Avec Monsieur de Villarceaux !
Il vous rend bien justice....
Auprès de vous, peut-on s’occuper de moi ?
Il ne manque à ce portrait que d’être ressemblant.
Ah !
Mademoiselle, quand on a le bonheur de vous voir, de vous entendre, on est forcé de convenir que la nature n’a rien fait de plus accompli, de plus digne de nos hommages.
Monsieur, de grâce....
Et l’admiration, le respect...
Mon cher ami, vous n’avez pas le sens commun.
C’est vrai.
Vous êtes trop amoureux pour savoir ce que vous dites ; allez-vous-en, et laissez-moi parler pour vous.
Ah !
Ma chère Ninon !...
Saluez Mademoiselle d’Aubigné.
Le pauvre garçon était bien mal à son aise !
Eh quoi !
Ma chère amie, vous voilà toute déconcertée ?

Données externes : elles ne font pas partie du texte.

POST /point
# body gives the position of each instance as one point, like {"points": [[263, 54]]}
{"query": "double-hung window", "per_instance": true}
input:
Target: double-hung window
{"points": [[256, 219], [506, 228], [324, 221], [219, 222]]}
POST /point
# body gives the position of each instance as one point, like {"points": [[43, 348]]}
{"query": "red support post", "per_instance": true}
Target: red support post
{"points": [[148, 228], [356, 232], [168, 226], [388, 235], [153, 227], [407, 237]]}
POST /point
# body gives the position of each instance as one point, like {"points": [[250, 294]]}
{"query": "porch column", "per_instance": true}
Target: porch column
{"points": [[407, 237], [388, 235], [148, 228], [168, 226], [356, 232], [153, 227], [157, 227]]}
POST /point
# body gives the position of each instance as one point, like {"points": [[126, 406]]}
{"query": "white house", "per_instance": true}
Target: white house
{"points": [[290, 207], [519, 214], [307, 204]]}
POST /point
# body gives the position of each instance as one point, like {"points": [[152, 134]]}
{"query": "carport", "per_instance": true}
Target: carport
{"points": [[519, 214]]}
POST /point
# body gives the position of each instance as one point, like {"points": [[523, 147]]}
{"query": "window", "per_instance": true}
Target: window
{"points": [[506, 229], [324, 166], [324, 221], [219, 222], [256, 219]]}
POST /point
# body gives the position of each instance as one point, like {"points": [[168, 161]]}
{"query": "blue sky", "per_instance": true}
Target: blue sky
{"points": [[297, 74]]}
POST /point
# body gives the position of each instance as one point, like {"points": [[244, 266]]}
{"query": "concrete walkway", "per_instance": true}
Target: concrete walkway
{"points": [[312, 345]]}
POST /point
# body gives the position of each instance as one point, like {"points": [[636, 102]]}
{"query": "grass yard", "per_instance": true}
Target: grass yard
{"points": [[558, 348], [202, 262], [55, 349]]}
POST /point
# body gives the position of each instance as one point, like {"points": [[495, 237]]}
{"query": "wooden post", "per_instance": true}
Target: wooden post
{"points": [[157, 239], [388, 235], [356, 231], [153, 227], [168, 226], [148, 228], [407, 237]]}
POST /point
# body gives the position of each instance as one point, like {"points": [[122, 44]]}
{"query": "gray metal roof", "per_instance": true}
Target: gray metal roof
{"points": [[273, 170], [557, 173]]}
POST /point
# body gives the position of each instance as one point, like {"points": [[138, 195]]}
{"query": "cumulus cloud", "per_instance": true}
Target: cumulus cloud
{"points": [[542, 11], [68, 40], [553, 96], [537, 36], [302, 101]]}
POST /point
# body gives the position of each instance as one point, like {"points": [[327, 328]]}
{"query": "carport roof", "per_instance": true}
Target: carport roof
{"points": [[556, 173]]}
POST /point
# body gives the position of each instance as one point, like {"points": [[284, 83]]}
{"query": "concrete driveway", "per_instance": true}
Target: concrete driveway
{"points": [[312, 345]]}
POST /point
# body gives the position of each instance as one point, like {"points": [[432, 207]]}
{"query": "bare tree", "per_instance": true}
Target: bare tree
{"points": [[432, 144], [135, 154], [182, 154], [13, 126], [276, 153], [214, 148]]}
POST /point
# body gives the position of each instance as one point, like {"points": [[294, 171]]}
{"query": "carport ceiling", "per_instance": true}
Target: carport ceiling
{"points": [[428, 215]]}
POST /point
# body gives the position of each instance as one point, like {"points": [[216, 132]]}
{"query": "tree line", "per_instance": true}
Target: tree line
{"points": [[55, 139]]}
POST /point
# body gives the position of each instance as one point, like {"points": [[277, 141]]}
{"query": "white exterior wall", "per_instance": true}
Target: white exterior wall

J’ai lieu du moins d’être surprise.
Il faut pourtant vous accoutumer à ce langage ; on n’est pas aussi belle sans attirer les regards et les éloges.
Je ne les cherche, ni ne les mérite.
Ma chère amie, parlons sérieusement : avec un nom illustre, mais sans fortune, combien jusqu’à ce jour vous avez été malheureuse !
Oui, je n’ai connu que des peines.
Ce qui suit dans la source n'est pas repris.